Un centenar de vecinos enardecidos intentó linchar al policía asesino. Para evitar otro de los 50 “delitos de masa” cometidos anualmente en el país, varios uniformados le cubrieron la huida. Ahora trece gendarmes están acusados de permitir la evasión de su superior.

En desquite por la fatal agresión, tultepequenses quemaron cuatro patrullas y destrozaron nueve más. Nadie estuvo para evitarlo.

Mientras el gobernador priísta Eruviel Ávila condenaba la acción del topil mexiquense –no se atrevió a censurar la conducta vandálica de vecinos y “bandas”–, el alcalde perredista Sergio Luna Cortés acusó negligencia de las fuerzas estatales para evitar la violencia.
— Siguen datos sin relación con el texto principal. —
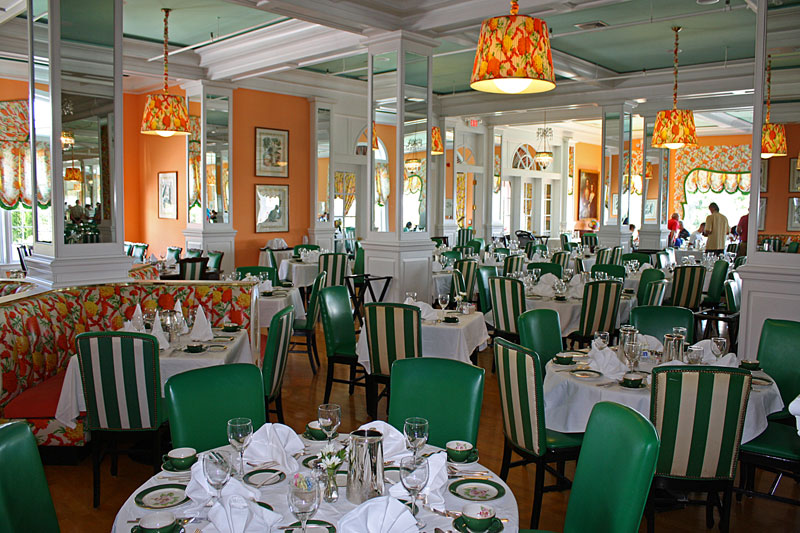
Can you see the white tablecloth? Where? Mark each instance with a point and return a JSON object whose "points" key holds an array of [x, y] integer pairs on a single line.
{"points": [[269, 306], [568, 401], [448, 341], [275, 495], [72, 402]]}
En el funeral de Israel (cuya pareja está embarazada de siete meses) y Jesús, la gente cierra el paso a policías, y amenaza: “si los vemos acá arriba (Lomas de Tultepec) vamos a ir con todo contra ellos”.

Tultepec es una estrella roja más en canal de la violencia, donde los malos policías son peores y la gente no está harta de jugar con fuego.

POSDATA: El jefe policíaco, asesino y prófugo, reprobó los exámenes de control y confianza, y también la escuela… pero seguía en activo. Total, como siempre, no tiene la culpa el indio sino el que lo hace compadre.